Há evidências que sugerem que Perelman tenha desenvolvido interesse no antigo pensamento grego talvez por influência que recebeu do seu mestre Eugène Dupréel, um admirador do pensamento grego. O próprio Perelman se admira que Dupréel, sendo um homem “que tanto conhecia a filosofia grega, não tenha percebido a importância da retórica para sua própria filosofia”.
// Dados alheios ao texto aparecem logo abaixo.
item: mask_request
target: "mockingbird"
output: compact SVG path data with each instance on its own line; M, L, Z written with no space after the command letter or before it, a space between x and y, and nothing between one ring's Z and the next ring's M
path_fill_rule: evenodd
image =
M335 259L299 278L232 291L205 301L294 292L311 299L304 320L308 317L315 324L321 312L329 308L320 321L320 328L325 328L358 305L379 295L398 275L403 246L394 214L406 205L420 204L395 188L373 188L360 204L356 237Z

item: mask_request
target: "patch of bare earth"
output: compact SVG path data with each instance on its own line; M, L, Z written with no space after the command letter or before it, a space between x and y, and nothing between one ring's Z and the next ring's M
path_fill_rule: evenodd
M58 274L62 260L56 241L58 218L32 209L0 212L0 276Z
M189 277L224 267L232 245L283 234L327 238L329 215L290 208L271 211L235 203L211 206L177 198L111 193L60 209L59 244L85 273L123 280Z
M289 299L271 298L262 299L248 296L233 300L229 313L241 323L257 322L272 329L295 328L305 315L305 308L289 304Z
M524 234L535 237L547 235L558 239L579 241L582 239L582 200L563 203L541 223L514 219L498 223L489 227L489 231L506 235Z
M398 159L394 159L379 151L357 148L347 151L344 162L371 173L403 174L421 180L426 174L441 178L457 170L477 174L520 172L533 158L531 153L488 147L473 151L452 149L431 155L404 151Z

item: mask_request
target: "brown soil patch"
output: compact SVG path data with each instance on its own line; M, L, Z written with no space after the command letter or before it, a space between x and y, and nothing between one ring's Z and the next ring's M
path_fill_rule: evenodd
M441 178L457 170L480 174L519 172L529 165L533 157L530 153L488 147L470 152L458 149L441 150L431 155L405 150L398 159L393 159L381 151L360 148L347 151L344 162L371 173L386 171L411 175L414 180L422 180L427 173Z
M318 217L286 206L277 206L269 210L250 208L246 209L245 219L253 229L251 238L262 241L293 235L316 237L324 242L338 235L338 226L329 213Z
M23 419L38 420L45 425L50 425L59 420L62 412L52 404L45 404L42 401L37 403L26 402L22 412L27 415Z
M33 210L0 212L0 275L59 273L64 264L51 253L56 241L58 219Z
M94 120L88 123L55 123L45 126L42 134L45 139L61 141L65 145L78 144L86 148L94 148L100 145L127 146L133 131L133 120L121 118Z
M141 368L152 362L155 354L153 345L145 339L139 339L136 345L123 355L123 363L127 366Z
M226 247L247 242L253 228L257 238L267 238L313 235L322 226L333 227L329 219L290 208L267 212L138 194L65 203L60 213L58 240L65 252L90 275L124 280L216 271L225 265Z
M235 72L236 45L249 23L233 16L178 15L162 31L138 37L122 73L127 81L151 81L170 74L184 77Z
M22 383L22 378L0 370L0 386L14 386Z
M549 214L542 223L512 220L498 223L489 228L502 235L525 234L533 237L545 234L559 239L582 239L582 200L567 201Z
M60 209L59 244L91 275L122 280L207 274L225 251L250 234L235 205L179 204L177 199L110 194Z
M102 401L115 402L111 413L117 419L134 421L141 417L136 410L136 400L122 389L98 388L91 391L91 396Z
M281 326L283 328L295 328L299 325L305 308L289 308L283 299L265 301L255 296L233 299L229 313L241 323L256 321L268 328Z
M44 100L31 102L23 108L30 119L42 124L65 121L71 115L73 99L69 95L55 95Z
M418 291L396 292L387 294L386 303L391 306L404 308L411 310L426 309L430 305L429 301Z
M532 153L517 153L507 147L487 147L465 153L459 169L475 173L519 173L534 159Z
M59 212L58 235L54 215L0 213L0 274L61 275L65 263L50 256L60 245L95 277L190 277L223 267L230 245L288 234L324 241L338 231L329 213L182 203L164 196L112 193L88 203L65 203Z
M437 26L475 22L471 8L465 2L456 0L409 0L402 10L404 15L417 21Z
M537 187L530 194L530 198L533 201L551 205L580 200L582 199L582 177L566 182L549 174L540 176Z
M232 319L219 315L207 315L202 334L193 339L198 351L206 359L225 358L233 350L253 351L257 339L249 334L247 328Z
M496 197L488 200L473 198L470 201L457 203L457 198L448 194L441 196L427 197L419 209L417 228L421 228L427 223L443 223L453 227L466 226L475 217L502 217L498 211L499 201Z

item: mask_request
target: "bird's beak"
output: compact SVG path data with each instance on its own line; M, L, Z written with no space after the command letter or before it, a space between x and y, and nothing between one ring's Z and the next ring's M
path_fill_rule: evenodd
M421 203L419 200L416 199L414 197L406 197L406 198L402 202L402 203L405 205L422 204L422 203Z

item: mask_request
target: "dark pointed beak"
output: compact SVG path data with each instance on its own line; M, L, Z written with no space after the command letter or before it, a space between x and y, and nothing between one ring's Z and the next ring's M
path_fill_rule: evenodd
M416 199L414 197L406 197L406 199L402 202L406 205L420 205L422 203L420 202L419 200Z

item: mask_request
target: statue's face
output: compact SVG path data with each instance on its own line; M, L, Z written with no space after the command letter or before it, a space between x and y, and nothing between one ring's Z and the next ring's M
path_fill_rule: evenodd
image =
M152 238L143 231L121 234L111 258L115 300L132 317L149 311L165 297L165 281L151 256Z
Dentro dessa retrospectiva, é importante perceber que diferentes pessoas, inseridas num mesmo contexto, podem reagir e pensar de maneiras opostas. A perseguição nazista fez Kelsen entender, dentro do seu pensamento objetivo, que para se assegurar a justiça, o guardião da Constituição deveria ser um tribunal independente dos poderes executivo e legislativo, porque os atos do próprio presidente, enquanto membro do executivo, também deveriam ser controlados. E foi pensando na justiça que o maior objetivo da sua obra foi analisar e propor os fundamentos e métodos da teoria jurídica. Ao passo que Perelman, também vítima da perseguição, passou a se abrir para o lado subjetivo das ciências humanas ao defender a dialética como meio para se alcançar a justiça.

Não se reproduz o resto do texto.